But thank goodness for that ensemble – because there’s not much else keeping Catch And Release afloat. While Garner is able to wring plenty of performance from a role that mostly requires her to be blubbery, outraged or caring, the romantic aspects of the film are easily the weakest. Timothy Olyphant as another of Garner’s dead fiancé’s pals isn’t much help. Despite bags of easy charm, he looks like he’d much rather be striding down the streets of TV’s Deadwood; the pair’s (inevitably) initially antagonistic relationship is signposted better than the M25.

The real revelation here is the supporting cast, with top honours going to Kevin Smith. Happily grabbing at the chance to chuck out his script pages and re-imagine kind-hearted slob pal Sam as a version of himself, Smith shows the sort of flair for spot-on comic acting usually saved for his own films’ screenplays. He might as well be cramming every scene he appears in into a bag and running off into the night. Juliette Lewis turns up playing a variation on the sort of hippy-dippy chick she’s long since perfected – complete with annoying child – but she fills what could have been a cliché in tight shorts with enough emotional resonance to avoid feeling wasted. Even poor Sam Jaeger, lumbered with the part of moony Dennis, gets to display some descent comic chops inbetween all the moping.

But despite fishing in some interesting waters with the traumatic fall out from Garner’s fiancé’s death, Grant is unable to give the rom the same amount of fresh sparkle as the com.
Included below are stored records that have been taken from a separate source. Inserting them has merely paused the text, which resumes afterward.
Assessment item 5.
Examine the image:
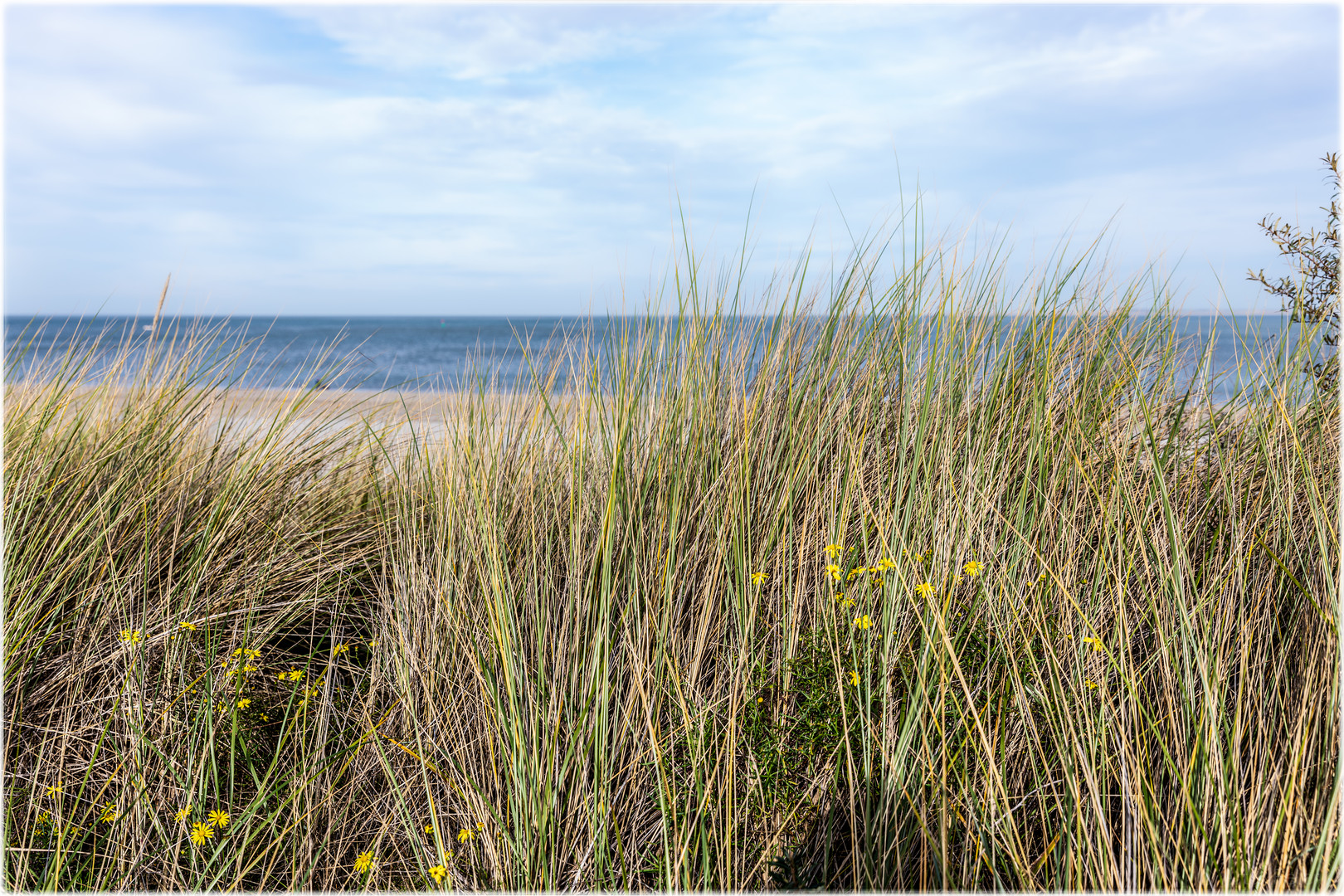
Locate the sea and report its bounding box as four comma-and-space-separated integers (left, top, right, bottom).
4, 314, 1333, 402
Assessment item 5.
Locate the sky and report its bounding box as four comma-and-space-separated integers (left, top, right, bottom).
4, 4, 1340, 316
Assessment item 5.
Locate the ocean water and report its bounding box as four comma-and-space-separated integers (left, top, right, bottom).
4, 314, 1333, 401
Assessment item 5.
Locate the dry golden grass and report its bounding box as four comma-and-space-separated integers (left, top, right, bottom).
4, 235, 1340, 889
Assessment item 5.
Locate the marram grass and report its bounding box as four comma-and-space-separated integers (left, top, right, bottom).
4, 229, 1340, 891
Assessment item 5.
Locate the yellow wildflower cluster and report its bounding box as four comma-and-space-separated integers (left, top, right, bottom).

Catch And Release ends up feeling like an underpowered love-fest has walked in on the middle of a superior comedy. While there’s never a hint that things won’t turn out according to every genre convention, the ride to the finish is at least an entertaining one, even if Garner needs a little help from her friends.

With its overplayed fishing metaphors, Catch And Release isn't the freshest. But if you're after some decent laughs, you might get hooked.